Desde 1983 até 1995, ano do seu falecimento, o jornalista Amaral Netto quis legalizar a pena de morte em nosso país. Julgando que a maioria da população lhe dava apoio para realizar esse projeto, encaminhou como deputado, na Câmara Federal, a emenda destinada a estabelecer um plebiscito. Sua iniciativa repercutiu no mundo inteiro e ele recebeu um minucioso documento, com o protesto de mais de oitenta nações.
Eu costumava ver na televisão as entrevistas do Amaral Netto. Uma coisa me surpreendia: ele tinha o hábito de declarar que o próprio Jesus Cristo era a favor da pena de morte. Ora, basta ler a “Bíblia” com atenção para saber como isto não é verdade. Jesus nunca pronunciou qualquer frase ou qualquer palavra, a fim de apoiar a pena capital.

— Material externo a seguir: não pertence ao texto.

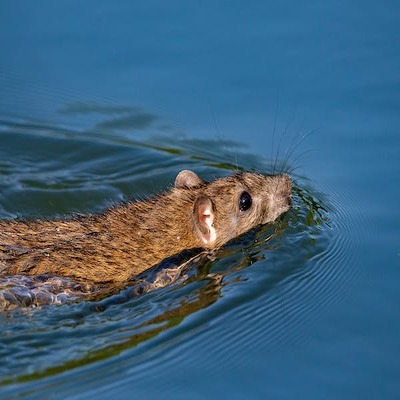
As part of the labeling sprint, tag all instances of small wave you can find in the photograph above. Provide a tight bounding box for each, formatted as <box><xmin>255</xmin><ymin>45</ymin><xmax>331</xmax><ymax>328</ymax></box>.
<box><xmin>0</xmin><ymin>275</ymin><xmax>95</xmax><ymax>311</ymax></box>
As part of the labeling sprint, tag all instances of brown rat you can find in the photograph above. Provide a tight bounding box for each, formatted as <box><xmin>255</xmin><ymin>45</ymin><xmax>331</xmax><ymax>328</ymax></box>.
<box><xmin>0</xmin><ymin>170</ymin><xmax>291</xmax><ymax>284</ymax></box>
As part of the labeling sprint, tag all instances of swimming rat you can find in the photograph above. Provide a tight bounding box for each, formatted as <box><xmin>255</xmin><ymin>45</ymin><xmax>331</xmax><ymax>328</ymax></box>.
<box><xmin>0</xmin><ymin>170</ymin><xmax>291</xmax><ymax>284</ymax></box>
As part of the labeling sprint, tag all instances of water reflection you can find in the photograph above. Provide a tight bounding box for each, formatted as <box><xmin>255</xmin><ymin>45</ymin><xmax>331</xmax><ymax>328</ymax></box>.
<box><xmin>1</xmin><ymin>180</ymin><xmax>332</xmax><ymax>386</ymax></box>
<box><xmin>1</xmin><ymin>260</ymin><xmax>223</xmax><ymax>384</ymax></box>
<box><xmin>0</xmin><ymin>99</ymin><xmax>336</xmax><ymax>391</ymax></box>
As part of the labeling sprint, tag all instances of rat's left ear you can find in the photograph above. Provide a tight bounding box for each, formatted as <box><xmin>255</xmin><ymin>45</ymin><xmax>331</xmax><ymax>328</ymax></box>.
<box><xmin>175</xmin><ymin>170</ymin><xmax>204</xmax><ymax>189</ymax></box>
<box><xmin>192</xmin><ymin>195</ymin><xmax>217</xmax><ymax>245</ymax></box>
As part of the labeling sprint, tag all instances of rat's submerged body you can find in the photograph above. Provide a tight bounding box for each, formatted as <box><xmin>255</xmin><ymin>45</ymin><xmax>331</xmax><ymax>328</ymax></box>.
<box><xmin>0</xmin><ymin>170</ymin><xmax>291</xmax><ymax>284</ymax></box>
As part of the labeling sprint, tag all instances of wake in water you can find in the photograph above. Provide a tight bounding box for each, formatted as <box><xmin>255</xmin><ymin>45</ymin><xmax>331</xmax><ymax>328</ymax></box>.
<box><xmin>0</xmin><ymin>129</ymin><xmax>335</xmax><ymax>387</ymax></box>
<box><xmin>0</xmin><ymin>100</ymin><xmax>327</xmax><ymax>313</ymax></box>
<box><xmin>0</xmin><ymin>179</ymin><xmax>328</xmax><ymax>313</ymax></box>
<box><xmin>0</xmin><ymin>275</ymin><xmax>95</xmax><ymax>311</ymax></box>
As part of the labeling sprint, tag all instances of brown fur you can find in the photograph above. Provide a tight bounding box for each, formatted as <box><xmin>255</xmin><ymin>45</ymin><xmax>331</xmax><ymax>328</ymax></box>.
<box><xmin>0</xmin><ymin>170</ymin><xmax>291</xmax><ymax>284</ymax></box>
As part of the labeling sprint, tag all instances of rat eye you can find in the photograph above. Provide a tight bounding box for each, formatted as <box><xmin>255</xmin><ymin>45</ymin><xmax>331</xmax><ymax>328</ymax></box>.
<box><xmin>239</xmin><ymin>191</ymin><xmax>252</xmax><ymax>211</ymax></box>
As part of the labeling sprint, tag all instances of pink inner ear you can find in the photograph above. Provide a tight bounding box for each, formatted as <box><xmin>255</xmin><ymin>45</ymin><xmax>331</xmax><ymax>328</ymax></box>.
<box><xmin>199</xmin><ymin>203</ymin><xmax>214</xmax><ymax>226</ymax></box>
<box><xmin>193</xmin><ymin>196</ymin><xmax>217</xmax><ymax>244</ymax></box>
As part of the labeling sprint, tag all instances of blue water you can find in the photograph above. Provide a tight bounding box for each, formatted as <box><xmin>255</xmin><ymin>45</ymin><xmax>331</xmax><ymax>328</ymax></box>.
<box><xmin>0</xmin><ymin>1</ymin><xmax>399</xmax><ymax>399</ymax></box>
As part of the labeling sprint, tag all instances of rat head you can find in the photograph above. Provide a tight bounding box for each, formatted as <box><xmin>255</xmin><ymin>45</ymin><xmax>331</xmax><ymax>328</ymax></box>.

Mas descobri o motivo que instigava o Amaral a espalhar aquela mentira. Foi quando examinei o seu livro “A pena de morte”, lançado pela Editora Record em 1991, pois ele, depois de ler o prefacio do padre Emílio Silva de Castro para a sua obra, passou a acreditar que de fato o Salvador dera apoio a essa pena. O padre modificou uma frase de Jesus no Sermão da Montanha, isto é, o texto do versículo 21 do capitulo quinto do Evangelho de São Mateus. Eis a frase de Cristo, adulterada pelo padre, e que o Salvador nunca proferiu:
“Não matarás e quem matar será réu de morte” (página 21 do livro de Amaral Netto).
A expressão “réu de morte” designa “o que está condenado à morte por crime”, segundo esclarece um verbete da página 4.452 do volume quinto do “Grande e novíssimo dicionário da língua portuguesa”, de Laudelino Freire (Livraria José Olympio Editora, 3ª edição, Rio de Janeiro, 1957).
Jesus Cristo nunca se expressou desta forma – “Não matarás, e quem matar será réu de morte” - porque a rigor a frase do Filho de Deus é assim, segundo a “Bíblia” traduzida diretamente dos originais pelo Pontifício Instituto Bíblico de Roma:
“Não matarás, e quem matar será submetido a juízo”, (Mat. V. 21).
Cristo não podia apoiar a pena de morte, pois ele abrogou a Lei de Talião, do “olho por olho, dente por dente”, a lei da chamada “vingança justa”, conforme se vê no versículo 28 desse capítulo do Evangelho de São Mateus. Ao ser preso no Jardim do Getsêmani, informam os versículos 51 e 52 do capítulo vigésimo sexto do mesmo evangelho, o Rabi da Galiléia aconselhou a um discípulo, que ali, com a sua espada, havia cortado a orelha de um homem:
"Guarda a tua espada, porque todos que pegam a espada pela espada, perecerão".
Mais uma vez, portanto, ele condenou o espírito de vingança, de represália, salientando apenas isto: a violência gera a violência e causa a destruição, o aniquilamento. Não é correto, por conseguinte, dizer que Cristo nesta passagem apoiou a pena de morte, como dá a entender o Amaral Netto na página 80 do seu livro. Aliás, segundo os versículos 17, 18 e 19 do capítulo décimo do Evangelho de São Mateus, pondo-se Jesus a caminho, um homem correu ao seu encontro, e após se ajoelhar, perguntou-lhe:
-Bom mestre, que farei para herdar a vida eterna?
O Nazareno exaltou a bondade de Deus e respondeu:
-Tu conheces os mandamentos, “não matarás”...
As provas são esmagadoras. Todavia, mesmo assim, oh fato incrível!, o padre Emilio Silva de Castro, no prefácio do livro de Amaral Netto, obrigou o Redentor a apoiar a pena de morte! É por isto que o Amaral vivia proclamando: até Jesus Cristo foi um defensor dessa pena. O jornalista aceitou sem pestanejar a adulteração do padre, mas agiu de boa fé, não sabia que estava sendo enganado.